Return of the Osprey – Welcome Home!
The Osprey was driven to extinction likely prior to 1800 on this island, with some of the last records of over-summering Osprey from 1880s around Lower Lough Neagh. Ospreys feed almost exclusively on fish, including fresh-water, estuarine or open salt-water.
In historical times the birds were often considered a threat to trout and salmon stocks; they were hunted for sport and taxidermy; and their eggs were sought by collectors. Habitat loss, the destruction of nest sites and industrial pollution of water sources also contributed to their decline across the range. This loss of such an iconic species, sometimes known as the “fish hawk”, is a symbol of absent heritage of our wetlands and waterways.
The frequency of Osprey observed at important staging sites on migration in Ireland has significantly increased in the last 20 years in line with the expansion and recovery of the Scottish breeding Osprey population. NIRSG volunteers and raptor fieldworkers have recorded an increase in birds seen during the summer, particularly around Lough Neagh, Fermanagh Lakelands and along the north and east coast.
There was an adult seen carrying fish during the breeding season, indicative of a potentially active nest somewhere and even two recently fledged young were seen together in 2019. They remained elusive and somewhat of an enigma, but the pieces of the jigsaw were building slowly and finally, almost 70 years since the first Ospreys returned to Britain, to Loch Garten near Inverness in 1954, there is a confirmed nest location and successful breeding recorded in Northern Ireland.
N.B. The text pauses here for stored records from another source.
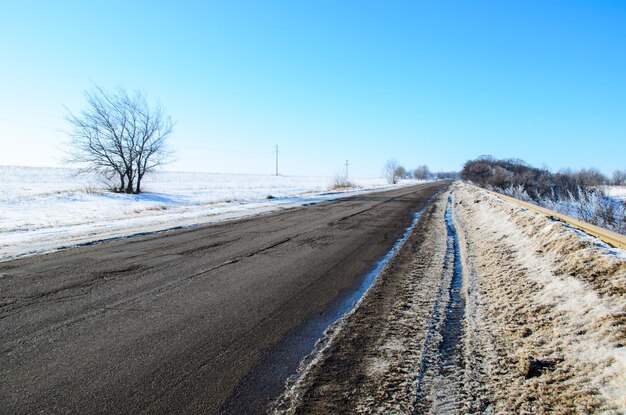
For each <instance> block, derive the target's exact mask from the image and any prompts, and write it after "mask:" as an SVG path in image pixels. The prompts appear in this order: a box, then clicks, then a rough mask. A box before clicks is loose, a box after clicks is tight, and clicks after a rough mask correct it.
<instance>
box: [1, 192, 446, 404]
mask: <svg viewBox="0 0 626 415" xmlns="http://www.w3.org/2000/svg"><path fill="white" fill-rule="evenodd" d="M445 185H446V183H434V184H423V185H418V186H414V187H406V188H401V189H395V190H392V191H388V192H381V193H376V194H368V195H360V196H356V197H351V198H346V199H341V200H337V201H333V202H327V203H321V204H317V205H313V206H308V207H302V208H296V209H289V210H285V211H281V212H278V213H275V214H269V215H264V216H260V217H255V218H251V219H246V220H239V221H230V222H225V223H221V224H216V225H210V226H204V227H196V228H191V229H186V230H179V231H173V232H168V233H162V234H156V235H151V236H147V237H141V238H133V239H128V240H119V241H114V242H109V243H103V244H97V245H92V246H88V247H82V248H77V249H71V250H66V251H62V252H57V253H53V254H48V255H41V256H34V257H29V258H24V259H20V260H15V261H10V262H3V263H0V334H1V338H0V412H1V413H7V414H9V413H10V414H21V413H37V412H43V413H218V412H237V413H250V412H258V411H259V408H258V407H255V406H254V405H252V406H249V407H246V405H248V404H247V403H245V402H248V401H247V400H246V399H245V396H244V395H245V394H246V393H250V394H255V393H257V391H258V390H263V383H264V382H268V383H271V382H274V383H275V382H276V379H275V376H274V378H273V377H272V376H271V374H269V375H268V376H256V377H254V376H253V377H251V373H253V372H255V370H256V371H258V368H259V367H262V366H263V363H264V360H267V359H276V354H275V353H268V352H267V351H268V350H273V349H274V348H275V347H276V345H277V344H281V342H283V341H284V339H285V337H286V336H287V334H288V333H293V331H294V330H296V329H297V328H298V327H303V325H305V324H306V322H307V321H311V320H312V319H315V318H319V316H320V315H323V314H324V313H325V312H326V311H327V308H328V307H329V305H330V304H333V302H336V301H337V299H338V298H340V297H341V296H342V295H346V293H349V292H350V290H353V289H354V288H355V287H356V286H357V285H358V284H359V281H360V280H361V279H362V277H363V275H364V274H366V273H367V271H368V270H370V269H372V268H373V267H374V266H375V263H376V261H377V260H379V259H380V258H381V257H382V256H383V255H384V254H385V253H386V252H387V251H388V250H389V249H390V248H391V246H392V244H393V243H394V241H395V240H396V239H397V238H398V237H400V235H401V234H402V232H403V231H404V229H405V228H406V227H407V226H408V224H409V223H410V221H411V214H412V212H414V211H416V210H418V209H419V208H421V207H422V206H423V205H424V203H425V201H426V200H427V199H428V198H429V197H430V196H431V195H432V194H433V193H434V192H435V191H436V190H438V189H439V188H440V187H442V186H445ZM284 352H285V351H284V350H283V353H284ZM298 358H299V357H298ZM255 368H256V369H255ZM250 379H253V381H252V382H251V381H250ZM283 380H284V379H280V382H282V381H283ZM246 382H247V383H248V384H247V386H246V385H245V383H246ZM242 385H243V386H245V387H243V386H242ZM242 391H243V392H242ZM246 391H248V392H246ZM233 397H234V398H233ZM238 402H243V403H240V404H238ZM238 405H239V406H238Z"/></svg>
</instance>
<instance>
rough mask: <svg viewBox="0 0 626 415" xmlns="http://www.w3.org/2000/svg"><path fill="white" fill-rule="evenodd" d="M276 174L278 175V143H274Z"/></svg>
mask: <svg viewBox="0 0 626 415" xmlns="http://www.w3.org/2000/svg"><path fill="white" fill-rule="evenodd" d="M276 176H278V144H276Z"/></svg>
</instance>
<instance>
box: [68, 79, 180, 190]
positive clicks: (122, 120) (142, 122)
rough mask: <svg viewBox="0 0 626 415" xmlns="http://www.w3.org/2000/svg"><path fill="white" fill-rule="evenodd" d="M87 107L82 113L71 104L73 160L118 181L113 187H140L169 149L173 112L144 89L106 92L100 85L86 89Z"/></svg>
mask: <svg viewBox="0 0 626 415" xmlns="http://www.w3.org/2000/svg"><path fill="white" fill-rule="evenodd" d="M85 98H86V99H87V108H86V109H84V110H83V111H81V112H80V113H79V114H74V113H72V112H71V111H70V110H69V109H67V112H68V114H67V116H66V119H67V121H68V122H69V123H70V125H71V126H72V130H71V132H70V137H71V142H70V151H69V156H68V158H67V161H68V162H71V163H77V164H79V165H81V166H82V168H83V170H88V171H96V172H97V173H99V174H101V175H103V176H104V177H105V178H106V179H107V180H111V181H113V182H117V184H113V186H112V189H113V190H114V191H116V192H123V193H141V182H142V180H143V178H144V177H145V175H146V174H147V173H149V172H150V171H152V170H154V169H155V168H156V167H157V166H160V165H162V164H164V163H165V162H166V161H167V159H168V157H169V155H170V153H169V152H168V151H167V149H166V146H165V142H166V140H167V138H168V137H169V136H170V134H171V133H172V129H173V124H172V121H171V118H170V117H169V116H168V115H166V113H165V111H164V110H163V108H161V106H160V105H158V104H156V105H154V106H150V105H149V104H148V102H147V100H146V97H145V95H144V94H143V93H141V92H135V94H134V95H132V96H130V95H128V93H127V92H126V91H125V90H123V89H118V90H117V91H115V92H107V91H104V90H103V89H102V88H100V87H98V86H96V87H94V89H93V90H91V91H86V92H85Z"/></svg>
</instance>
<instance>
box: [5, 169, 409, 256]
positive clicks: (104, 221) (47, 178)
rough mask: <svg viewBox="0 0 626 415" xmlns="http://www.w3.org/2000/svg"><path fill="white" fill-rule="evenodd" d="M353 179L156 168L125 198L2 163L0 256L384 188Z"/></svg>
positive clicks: (125, 236) (247, 212) (192, 222)
mask: <svg viewBox="0 0 626 415" xmlns="http://www.w3.org/2000/svg"><path fill="white" fill-rule="evenodd" d="M351 181H352V182H353V183H354V184H355V185H356V187H355V188H353V189H347V190H342V191H336V190H333V189H332V184H333V178H332V177H305V176H270V175H234V174H210V173H186V172H160V173H155V174H153V175H152V176H149V177H147V178H146V180H145V185H144V193H142V194H140V195H127V194H116V193H111V192H108V191H106V186H104V185H103V184H102V182H101V181H99V180H98V178H96V177H94V176H86V175H80V176H76V171H75V170H72V169H66V168H36V167H14V166H0V260H7V259H11V258H16V257H20V256H24V255H30V254H36V253H43V252H50V251H54V250H58V249H61V248H64V247H69V246H75V245H80V244H88V243H93V242H96V241H101V240H106V239H111V238H122V237H127V236H130V235H135V234H141V233H146V232H158V231H163V230H167V229H172V228H178V227H188V226H194V225H199V224H204V223H211V222H217V221H222V220H228V219H236V218H241V217H245V216H250V215H257V214H262V213H266V212H270V211H274V210H277V209H285V208H290V207H295V206H302V205H304V204H310V203H319V202H323V201H327V200H331V199H334V198H336V197H338V196H339V195H347V194H353V193H358V192H368V191H371V190H380V189H383V188H385V187H387V186H389V185H388V184H387V183H386V181H385V180H384V179H382V178H370V179H367V178H365V179H359V178H355V179H352V178H351ZM412 183H414V182H413V181H409V180H407V181H404V182H403V184H407V185H408V184H412Z"/></svg>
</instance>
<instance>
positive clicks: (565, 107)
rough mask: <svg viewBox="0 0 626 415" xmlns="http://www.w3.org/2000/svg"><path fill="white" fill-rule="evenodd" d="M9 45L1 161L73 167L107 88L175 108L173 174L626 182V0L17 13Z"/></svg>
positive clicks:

Much preparatory work has gone on by Golden Eagle Trust, NIRSG and the IRSG, to prepare for the return of the Osprey over recent decades across Ireland, north and south. Osprey monitoring, of both migrating and over-summering birds, the erection of platforms and too the planning for translocation and reintroduction efforts have been taking place across the Island for several decades and these efforts have now been boosted by Fermanagh’s naturally established birds.
It was considered that a re-introduction programme may be the only way to kick-start the population here – given that the birds are so site faithful and males in particular return to nest close to where they were born. But this pair of breeding adults will now attract other young birds here and slowly but surely, we hope a core population will build and thrive – the most western location for the species in Europe.
Work alongside local communities, building awareness and understanding of the species in the wider landscape and to protect the birds and their nests will continue to be important over coming years to support this Osprey breeding nucleus in the north-west.
So look out for these incredible birds from mid-March to August, plunging into waterbodies and, sodden and bedraggled, they take flight, wrestling with a large fish. Ospreys are brown on top and pale underneath, with black patches near the carpal, or wrist. They have a wingspan of 1.5m, one of our largest birds of prey, but they can be mistaken for a large gull at distance – though the protruding head with thick dark eye stripes with a white crown gives them away.
Keep your eyes to the skies next spring and keeps fingers crossed that young birds passing by on homeward migration take a second look at Northern Ireland and come join the Fermanagh birds in making history, the natural return of our heritage. This phenomenal story is a boon to the renewal of nature and capacity for wetland restoration in Northern Ireland and the island of Ireland.